The unlikely proposition comes from a recently unearthed report by two researchers at the University of Sunshine in Queensland, David Shahar and Mark Sayers, who found that young people are more likely to have enthesophytes (AKA bony lumps that grow as a result of environmental, chemical or genetic factors) at the base of their skulls than people over the age of 30.

But, as with most of the things on the internet (anyone remember smartphone pinky?), it’s all speculation. Fake news, people.

The initial report from 2016 details that in a group of 218 people between the ages of 18 to 30, 41 per cent of them had small enthesophytes at the back of their skulls, which Shahar and Sayers speculate (emphasis on ‘speculate’) could have to do with the “increased use of hand-held technologies from early childhood”.

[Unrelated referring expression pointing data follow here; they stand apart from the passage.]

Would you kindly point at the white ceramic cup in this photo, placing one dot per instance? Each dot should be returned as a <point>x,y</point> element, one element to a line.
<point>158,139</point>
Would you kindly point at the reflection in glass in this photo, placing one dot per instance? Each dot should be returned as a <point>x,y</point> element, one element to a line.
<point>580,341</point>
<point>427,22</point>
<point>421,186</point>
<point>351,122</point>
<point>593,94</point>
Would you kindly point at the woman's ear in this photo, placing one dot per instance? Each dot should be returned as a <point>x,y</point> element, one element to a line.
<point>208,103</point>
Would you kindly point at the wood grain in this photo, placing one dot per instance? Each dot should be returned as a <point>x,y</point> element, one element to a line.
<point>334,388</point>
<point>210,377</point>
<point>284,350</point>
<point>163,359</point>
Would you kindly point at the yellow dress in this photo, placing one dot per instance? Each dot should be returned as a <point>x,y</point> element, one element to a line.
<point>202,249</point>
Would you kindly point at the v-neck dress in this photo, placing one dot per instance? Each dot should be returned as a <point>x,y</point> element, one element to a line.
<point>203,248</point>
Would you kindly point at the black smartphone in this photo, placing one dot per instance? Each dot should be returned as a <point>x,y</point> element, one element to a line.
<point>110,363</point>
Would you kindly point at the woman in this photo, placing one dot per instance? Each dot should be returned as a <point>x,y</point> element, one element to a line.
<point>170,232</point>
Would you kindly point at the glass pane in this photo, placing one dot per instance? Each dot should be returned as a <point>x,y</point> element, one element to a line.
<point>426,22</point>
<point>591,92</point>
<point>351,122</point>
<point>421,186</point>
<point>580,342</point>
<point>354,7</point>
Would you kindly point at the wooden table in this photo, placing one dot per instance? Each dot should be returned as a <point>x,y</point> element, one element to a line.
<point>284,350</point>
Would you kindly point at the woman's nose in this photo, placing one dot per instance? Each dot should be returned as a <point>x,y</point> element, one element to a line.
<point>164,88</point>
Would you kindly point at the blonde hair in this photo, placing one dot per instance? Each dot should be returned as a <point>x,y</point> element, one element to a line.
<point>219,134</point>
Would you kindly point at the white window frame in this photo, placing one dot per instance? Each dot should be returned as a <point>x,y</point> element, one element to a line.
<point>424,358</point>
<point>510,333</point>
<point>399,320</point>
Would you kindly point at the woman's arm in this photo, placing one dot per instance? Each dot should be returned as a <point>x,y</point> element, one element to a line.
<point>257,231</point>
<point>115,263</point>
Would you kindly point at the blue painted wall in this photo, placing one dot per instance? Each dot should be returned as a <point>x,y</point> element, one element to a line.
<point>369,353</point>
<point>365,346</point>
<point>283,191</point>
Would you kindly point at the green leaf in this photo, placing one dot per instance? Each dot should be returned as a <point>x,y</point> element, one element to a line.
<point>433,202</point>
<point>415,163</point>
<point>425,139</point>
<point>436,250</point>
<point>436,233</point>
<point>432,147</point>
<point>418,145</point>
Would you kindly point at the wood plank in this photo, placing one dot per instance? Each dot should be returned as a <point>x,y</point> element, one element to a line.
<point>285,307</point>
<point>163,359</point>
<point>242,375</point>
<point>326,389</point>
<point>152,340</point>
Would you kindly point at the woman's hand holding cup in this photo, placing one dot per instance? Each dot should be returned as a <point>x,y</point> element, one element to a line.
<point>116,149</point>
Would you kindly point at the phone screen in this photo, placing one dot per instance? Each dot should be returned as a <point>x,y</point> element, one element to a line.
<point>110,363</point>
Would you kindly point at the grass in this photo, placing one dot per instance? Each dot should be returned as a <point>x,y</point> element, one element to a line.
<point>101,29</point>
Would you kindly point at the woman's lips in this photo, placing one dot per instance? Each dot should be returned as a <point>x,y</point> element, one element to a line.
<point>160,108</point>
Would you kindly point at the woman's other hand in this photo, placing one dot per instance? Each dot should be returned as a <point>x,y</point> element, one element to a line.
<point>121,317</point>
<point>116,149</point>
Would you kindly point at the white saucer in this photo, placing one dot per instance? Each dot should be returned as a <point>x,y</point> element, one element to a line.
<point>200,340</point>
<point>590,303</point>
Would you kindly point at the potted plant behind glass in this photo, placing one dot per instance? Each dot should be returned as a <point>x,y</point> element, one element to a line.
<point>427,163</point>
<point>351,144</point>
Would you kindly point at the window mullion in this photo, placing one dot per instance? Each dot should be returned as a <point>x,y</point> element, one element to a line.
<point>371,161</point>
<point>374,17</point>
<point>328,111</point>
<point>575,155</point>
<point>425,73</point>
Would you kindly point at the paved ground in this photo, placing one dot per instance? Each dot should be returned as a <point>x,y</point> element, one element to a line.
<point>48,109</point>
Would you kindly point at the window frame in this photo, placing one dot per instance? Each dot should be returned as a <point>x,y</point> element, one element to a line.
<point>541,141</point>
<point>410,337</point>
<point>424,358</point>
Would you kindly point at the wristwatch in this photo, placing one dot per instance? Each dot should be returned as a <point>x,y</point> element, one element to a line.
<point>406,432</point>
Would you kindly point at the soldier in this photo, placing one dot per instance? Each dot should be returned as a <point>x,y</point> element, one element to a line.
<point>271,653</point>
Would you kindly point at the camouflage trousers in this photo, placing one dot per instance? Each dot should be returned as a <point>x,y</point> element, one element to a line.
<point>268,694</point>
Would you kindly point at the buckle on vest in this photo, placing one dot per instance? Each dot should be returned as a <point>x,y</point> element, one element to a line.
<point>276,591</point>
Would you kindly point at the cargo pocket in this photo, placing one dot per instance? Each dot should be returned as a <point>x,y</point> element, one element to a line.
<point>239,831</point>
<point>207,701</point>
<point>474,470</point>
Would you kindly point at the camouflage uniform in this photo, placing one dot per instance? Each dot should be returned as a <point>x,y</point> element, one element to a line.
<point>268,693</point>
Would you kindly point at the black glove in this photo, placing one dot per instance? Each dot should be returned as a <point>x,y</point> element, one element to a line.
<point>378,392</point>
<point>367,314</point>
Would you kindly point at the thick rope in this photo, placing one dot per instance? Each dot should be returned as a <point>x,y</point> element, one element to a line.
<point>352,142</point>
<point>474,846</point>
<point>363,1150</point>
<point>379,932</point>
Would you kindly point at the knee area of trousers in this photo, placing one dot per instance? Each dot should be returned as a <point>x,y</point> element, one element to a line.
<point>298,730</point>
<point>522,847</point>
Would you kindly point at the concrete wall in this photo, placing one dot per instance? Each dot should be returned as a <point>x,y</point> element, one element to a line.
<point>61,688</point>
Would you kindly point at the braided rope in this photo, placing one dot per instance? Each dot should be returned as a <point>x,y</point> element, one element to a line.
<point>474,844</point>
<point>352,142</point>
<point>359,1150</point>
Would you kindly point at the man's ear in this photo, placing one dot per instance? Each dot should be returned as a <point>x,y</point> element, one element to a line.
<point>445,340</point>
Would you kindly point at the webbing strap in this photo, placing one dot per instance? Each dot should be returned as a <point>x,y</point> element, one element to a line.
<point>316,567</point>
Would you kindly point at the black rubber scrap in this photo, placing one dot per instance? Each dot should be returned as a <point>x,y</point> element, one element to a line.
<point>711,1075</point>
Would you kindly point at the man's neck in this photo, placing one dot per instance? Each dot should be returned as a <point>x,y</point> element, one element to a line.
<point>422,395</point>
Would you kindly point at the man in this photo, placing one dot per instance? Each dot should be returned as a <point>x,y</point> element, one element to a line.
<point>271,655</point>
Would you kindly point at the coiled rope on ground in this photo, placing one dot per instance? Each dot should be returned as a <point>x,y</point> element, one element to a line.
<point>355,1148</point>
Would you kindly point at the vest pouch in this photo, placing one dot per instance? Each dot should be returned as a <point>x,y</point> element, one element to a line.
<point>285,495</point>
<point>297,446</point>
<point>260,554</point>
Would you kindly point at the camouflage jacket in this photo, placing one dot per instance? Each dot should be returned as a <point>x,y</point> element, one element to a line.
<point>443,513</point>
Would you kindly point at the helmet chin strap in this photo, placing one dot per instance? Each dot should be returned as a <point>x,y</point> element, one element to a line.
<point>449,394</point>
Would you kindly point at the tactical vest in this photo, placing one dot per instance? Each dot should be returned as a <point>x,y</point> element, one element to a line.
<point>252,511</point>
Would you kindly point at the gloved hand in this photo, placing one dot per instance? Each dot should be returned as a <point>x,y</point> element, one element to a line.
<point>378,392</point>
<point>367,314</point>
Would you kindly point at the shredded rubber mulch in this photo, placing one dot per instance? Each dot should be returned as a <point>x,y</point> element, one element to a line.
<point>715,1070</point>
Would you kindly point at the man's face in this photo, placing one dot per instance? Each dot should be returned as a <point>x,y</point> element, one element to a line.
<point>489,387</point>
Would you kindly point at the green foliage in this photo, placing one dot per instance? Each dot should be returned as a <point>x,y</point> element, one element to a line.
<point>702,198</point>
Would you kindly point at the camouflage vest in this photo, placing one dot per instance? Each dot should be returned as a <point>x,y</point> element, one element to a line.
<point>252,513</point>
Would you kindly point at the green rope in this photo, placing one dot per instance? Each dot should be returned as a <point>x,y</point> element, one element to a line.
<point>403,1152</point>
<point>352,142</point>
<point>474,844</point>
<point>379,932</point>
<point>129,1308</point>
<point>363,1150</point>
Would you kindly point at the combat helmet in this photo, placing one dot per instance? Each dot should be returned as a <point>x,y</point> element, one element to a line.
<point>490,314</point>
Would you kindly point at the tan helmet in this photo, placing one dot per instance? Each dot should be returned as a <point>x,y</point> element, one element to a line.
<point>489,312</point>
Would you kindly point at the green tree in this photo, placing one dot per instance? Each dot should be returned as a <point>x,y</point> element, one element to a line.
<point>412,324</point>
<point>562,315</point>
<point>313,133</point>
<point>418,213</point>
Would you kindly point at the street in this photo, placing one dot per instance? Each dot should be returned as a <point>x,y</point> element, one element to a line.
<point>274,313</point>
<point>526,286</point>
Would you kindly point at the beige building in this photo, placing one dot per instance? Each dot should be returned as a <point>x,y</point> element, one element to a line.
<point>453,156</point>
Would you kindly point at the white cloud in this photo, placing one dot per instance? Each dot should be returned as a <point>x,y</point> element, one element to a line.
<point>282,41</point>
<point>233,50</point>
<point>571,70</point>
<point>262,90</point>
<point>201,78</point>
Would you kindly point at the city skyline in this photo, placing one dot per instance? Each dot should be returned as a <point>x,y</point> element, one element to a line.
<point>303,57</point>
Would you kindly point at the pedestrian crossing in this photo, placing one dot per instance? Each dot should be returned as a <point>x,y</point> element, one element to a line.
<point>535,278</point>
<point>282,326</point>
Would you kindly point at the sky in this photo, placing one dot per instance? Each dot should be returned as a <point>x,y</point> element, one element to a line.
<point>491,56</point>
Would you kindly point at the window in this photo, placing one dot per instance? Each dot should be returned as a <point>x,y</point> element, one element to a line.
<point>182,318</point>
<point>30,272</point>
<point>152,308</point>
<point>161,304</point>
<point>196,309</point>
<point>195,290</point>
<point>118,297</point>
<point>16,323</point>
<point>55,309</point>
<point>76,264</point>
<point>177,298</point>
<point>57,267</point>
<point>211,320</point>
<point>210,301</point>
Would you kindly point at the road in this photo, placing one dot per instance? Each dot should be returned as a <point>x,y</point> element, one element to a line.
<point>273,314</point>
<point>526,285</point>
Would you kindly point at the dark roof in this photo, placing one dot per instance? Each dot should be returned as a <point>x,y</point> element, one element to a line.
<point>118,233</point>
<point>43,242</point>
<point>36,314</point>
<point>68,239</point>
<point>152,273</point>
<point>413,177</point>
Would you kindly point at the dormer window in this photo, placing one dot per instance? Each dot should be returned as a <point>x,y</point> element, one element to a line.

The most important thing here is that the study doesn’t actually measure phone use, and only reflects on the age associated with the rate of horny nubs. Really, researchers are just hypothesising, so of course it being a young pool of participants, phones and social media usage is the conclusion they draw. And so we can throw this in the trash – a follow-up report from 2018, which looked at four 13 to 16 year old boys with enthesophytes, found no correlation between genetics and the development of bony growths. No link is made to phone use. I repeat, there is no link between using your phone and growing horns. Nada. 

As people online have been pointed out too, the data in the study at times directly contradicted itself. At one point, we’re shown a graph that says men had fewer enlarged EOPs than women, but saying in the text says the opposite. Elsewhere, ages of participants are inconsistent, from 18-29s to 18-30s. People are questioning how it even got through the peer-reviewing process in the first place. Yes, there’s such a thing as human error and we’re okay with a typo here and there, but it makes this report much harder to trust.

Utimately, your phone isn’t turning you into a horned demon straight from the hellmouth just yet. Of course, this doesn’t distract from the fact that almost all of us have compulsive notification addiction or that your screen light is giving you wrinkles.